On that note of the camps, you as a player, your teammates, what's you guys' reaction when you see the claims that Jim Harbaugh has hijacked college football, that he's using these camps as a promo tool and not doing what the camps are designed for. How do you guys react to that negative kind of attacks on him?
"Yeah, honestly I think that's absolutely bizarre and there's no factual—there's no facts to back that claim up whatsoever. I can tell you from being a player of coach Harbaugh he is always looking for ways to help us out both as football players, as students, and as young men and he's always looking for ways—and he wasn't breaking any rules. He was out here trying to help this program but also help these student-athletes and help some of these smaller colleges.
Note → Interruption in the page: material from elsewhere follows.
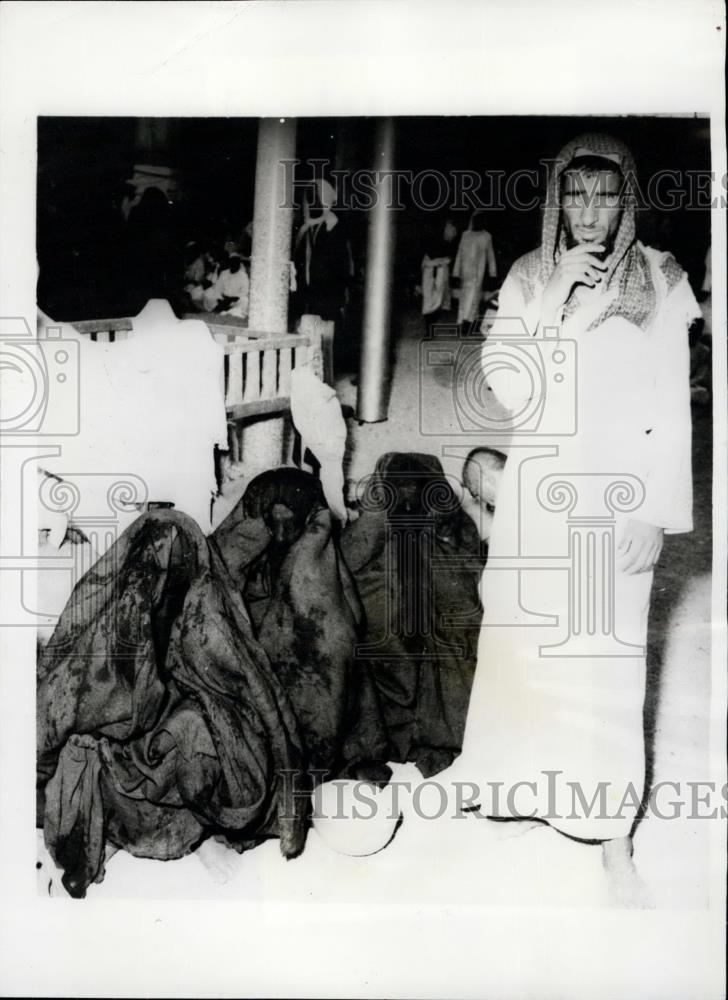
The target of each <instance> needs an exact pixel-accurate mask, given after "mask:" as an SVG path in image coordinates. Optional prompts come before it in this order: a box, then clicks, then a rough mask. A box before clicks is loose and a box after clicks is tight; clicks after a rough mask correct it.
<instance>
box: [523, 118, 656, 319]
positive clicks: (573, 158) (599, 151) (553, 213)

"So, it's bigger than what we're doing here at Michigan with the ban on satellite camps. It's bigger than what's going on. It's really…we're looking to help student-athletes get their name out there and get recruited, and when you strip them of this opportunity it kind of sits [not] well. And maybe that's where some of the blame is being pushed. I don't know. This is a tough situation and I hope they can figure it out."